Thursday April 19, 2001

Body shop owners say legislation doesn't go far enough
By SCOTT MOONEYHAM, Associated Press Writer

RALEIGH —Body shop owners say legislation which cleared a House committee Wednesday is a start but doesn't go far enough to prevent insurers from steering policyholders to "preferred shops."

The bill, filed by Rep. Wilma Sherrill, R-Buncombe, is intended to make sure insurers don't coerce policyholders into taking their damaged cars to body shops that have contractual agreements with insurers.

The legislation, recommended for approval in the House Insurance Committee, will require that policyholders receive notice each year informing them that they free to go to the body shop of their choice. The notice will include language to show that insurers are responsible for covering the cost of the repairs, no matter the shop used.

Still, many body shop owners wanted a requirement that the notice be given when a policyholder makes a claim, making sure that it isn't lost in the back of a policy renewal notice.
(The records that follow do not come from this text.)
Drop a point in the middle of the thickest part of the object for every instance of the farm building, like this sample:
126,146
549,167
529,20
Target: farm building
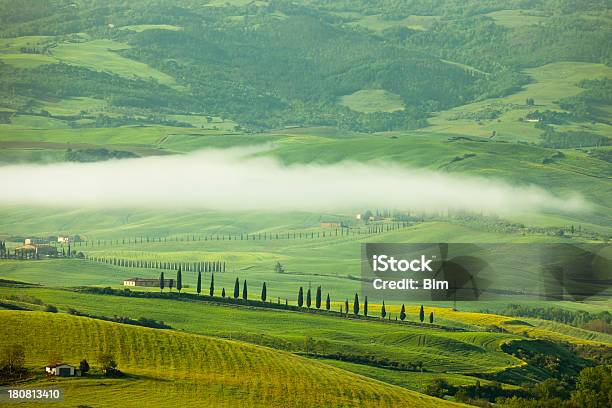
62,370
148,282
333,224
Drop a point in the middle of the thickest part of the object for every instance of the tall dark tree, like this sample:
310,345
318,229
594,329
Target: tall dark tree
236,289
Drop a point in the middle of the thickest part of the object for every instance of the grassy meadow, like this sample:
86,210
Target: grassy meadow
513,94
178,368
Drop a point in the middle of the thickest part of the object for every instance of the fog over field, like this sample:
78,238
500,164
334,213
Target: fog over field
239,180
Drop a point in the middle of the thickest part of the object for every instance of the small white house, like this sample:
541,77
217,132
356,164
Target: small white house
62,370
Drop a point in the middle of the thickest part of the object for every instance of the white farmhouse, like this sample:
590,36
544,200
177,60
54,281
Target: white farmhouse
62,370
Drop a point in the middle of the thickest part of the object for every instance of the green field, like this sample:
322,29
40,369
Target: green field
490,123
168,367
373,100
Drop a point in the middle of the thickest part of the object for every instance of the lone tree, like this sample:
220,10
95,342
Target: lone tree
179,280
236,289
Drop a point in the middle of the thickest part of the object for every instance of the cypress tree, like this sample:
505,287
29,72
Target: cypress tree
179,280
236,289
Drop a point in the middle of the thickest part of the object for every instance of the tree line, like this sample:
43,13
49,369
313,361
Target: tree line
201,266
"They make it hard for you to choose, for the consumer to choose," said Ronnie Pack, a Belmont body shop owner. "This law in here today basically did nothing."
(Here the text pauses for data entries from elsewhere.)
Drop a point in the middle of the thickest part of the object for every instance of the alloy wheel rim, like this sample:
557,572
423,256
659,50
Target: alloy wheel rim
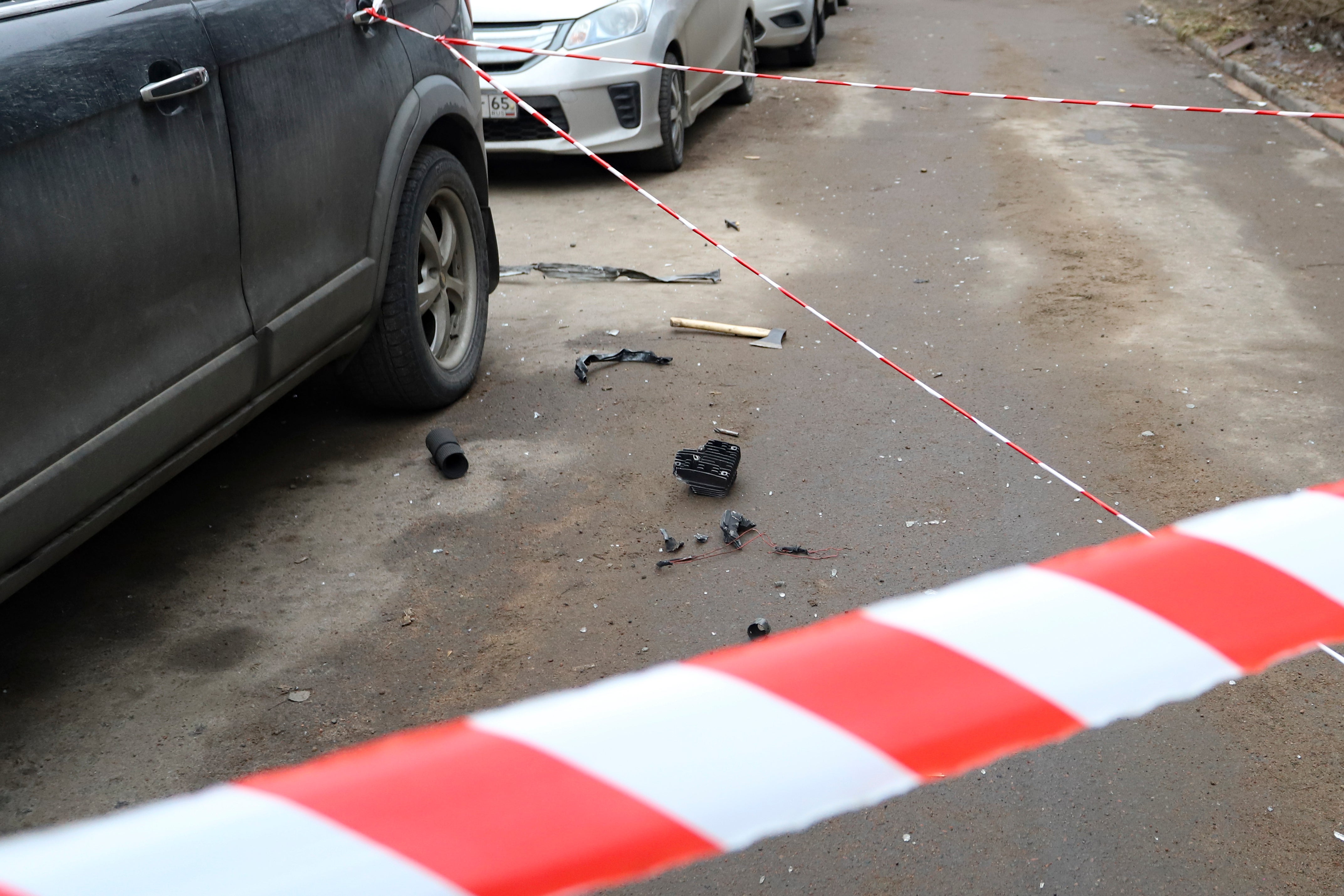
445,283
The preferred shop programs encourage consumers to take their damaged cars to body shops that have contractual arrangements with insurers.

North Carolina law allows insurers to recommend body shops but not without "clearly informing the claimant that the claimant is under no obligation to use the recommended repair service."
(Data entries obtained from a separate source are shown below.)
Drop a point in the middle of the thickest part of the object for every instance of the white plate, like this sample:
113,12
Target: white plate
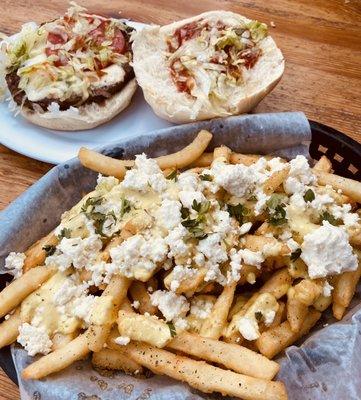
55,147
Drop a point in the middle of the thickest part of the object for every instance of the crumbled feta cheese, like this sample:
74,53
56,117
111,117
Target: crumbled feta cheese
327,289
168,214
145,175
14,263
248,328
201,308
34,339
245,228
75,251
138,253
299,176
171,305
327,251
122,340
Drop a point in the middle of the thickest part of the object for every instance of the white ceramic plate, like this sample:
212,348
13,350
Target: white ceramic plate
55,146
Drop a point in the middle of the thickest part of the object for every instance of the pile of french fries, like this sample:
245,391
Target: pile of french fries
211,355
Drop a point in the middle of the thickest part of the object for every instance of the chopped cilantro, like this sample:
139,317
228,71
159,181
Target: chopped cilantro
309,196
49,249
296,254
206,177
172,329
173,175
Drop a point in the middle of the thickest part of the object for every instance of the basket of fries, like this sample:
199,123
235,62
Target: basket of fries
202,265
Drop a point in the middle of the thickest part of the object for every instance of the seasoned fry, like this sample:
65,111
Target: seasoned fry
203,376
97,333
215,323
349,187
234,357
296,311
144,328
116,359
13,294
100,163
138,292
9,329
323,164
273,341
188,154
58,359
35,255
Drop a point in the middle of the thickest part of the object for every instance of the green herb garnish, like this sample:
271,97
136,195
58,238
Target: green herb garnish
206,177
296,254
172,329
49,249
309,196
239,212
173,175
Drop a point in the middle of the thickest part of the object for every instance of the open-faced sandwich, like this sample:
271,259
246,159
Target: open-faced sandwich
71,73
215,64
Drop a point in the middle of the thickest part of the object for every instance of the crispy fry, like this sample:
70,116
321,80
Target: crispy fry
296,311
349,187
273,341
144,328
9,329
323,164
13,294
100,163
203,376
35,255
215,323
116,359
234,357
97,333
58,359
138,292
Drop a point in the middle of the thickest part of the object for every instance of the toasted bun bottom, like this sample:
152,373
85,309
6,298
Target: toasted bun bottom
152,73
89,116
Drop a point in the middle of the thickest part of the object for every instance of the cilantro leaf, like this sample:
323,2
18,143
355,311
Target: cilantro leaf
309,196
296,254
172,329
49,249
It is the difference between encouraging and "steering" that is at the heart of the debate between the independent body shop owners and insurers.

Independent body shop owners say the programs violate a long-standing federal order and promote the use of inferior aftermarket parts.

But insurers say the preferred shop arrangements hold down costs for consumers.

Susan Valauri, a lobbyist for Nationwide Insurance, said many of the body shop owners are being outcompeted, much like small hardware stores that are losing business to Lowe's and Home Depot.

"There is no doubt in my mind that there are people who feel like they are losing business because they are not in the preferred vendor programs," Valauri said. "I think it's a marketplace issue."

She went on to say that any insurer involved in steering should be sanctioned.

But the body shop owners, dozens of them packing legislative committee meetings in recent weeks, said the real effect of preferred shop programs is to discourage business from coming their way.

Pack, who has filed a lawsuit against Nationwide, cites incidents where his customers have been told by insurance claims agents not to go to his shop.

"It happens to me everyday. What I want is a level playing field," Pack said.

William Williford, who runs an auto glass repair business, said some insurers provide policyholders with 1-800 numbers for glass claims that go directly to preferred repair businesses.

"The 1-800 numbers are a tactic the insurance companies use to steer customers in a direction they want them to go," Williford said.

Sherill admitted her bill was largely just a clarification of existing law. It does, though, call for a legislative study committee to look further into the contractual arrangements.

"It's kind of like eating an elephant — one bite at a time," Sherill said. "I think that what this bill will do is raise the level of awareness."

Further complicating the issue is a 1963 federal consent decree which appears contrary to North Carolina law.

The agreement, signed by then-U.S. Attorney General Robert F. Kennedy and 265 insurance companies, prohibits insurers from putting plans into place which involve "directing, advising or otherwise suggesting" people with claims go to a specified repair shop.

The order was perpetual, having no expiration date, but recent efforts by body shop owners to have the Justice Department enforce it have so far been unsuccessful.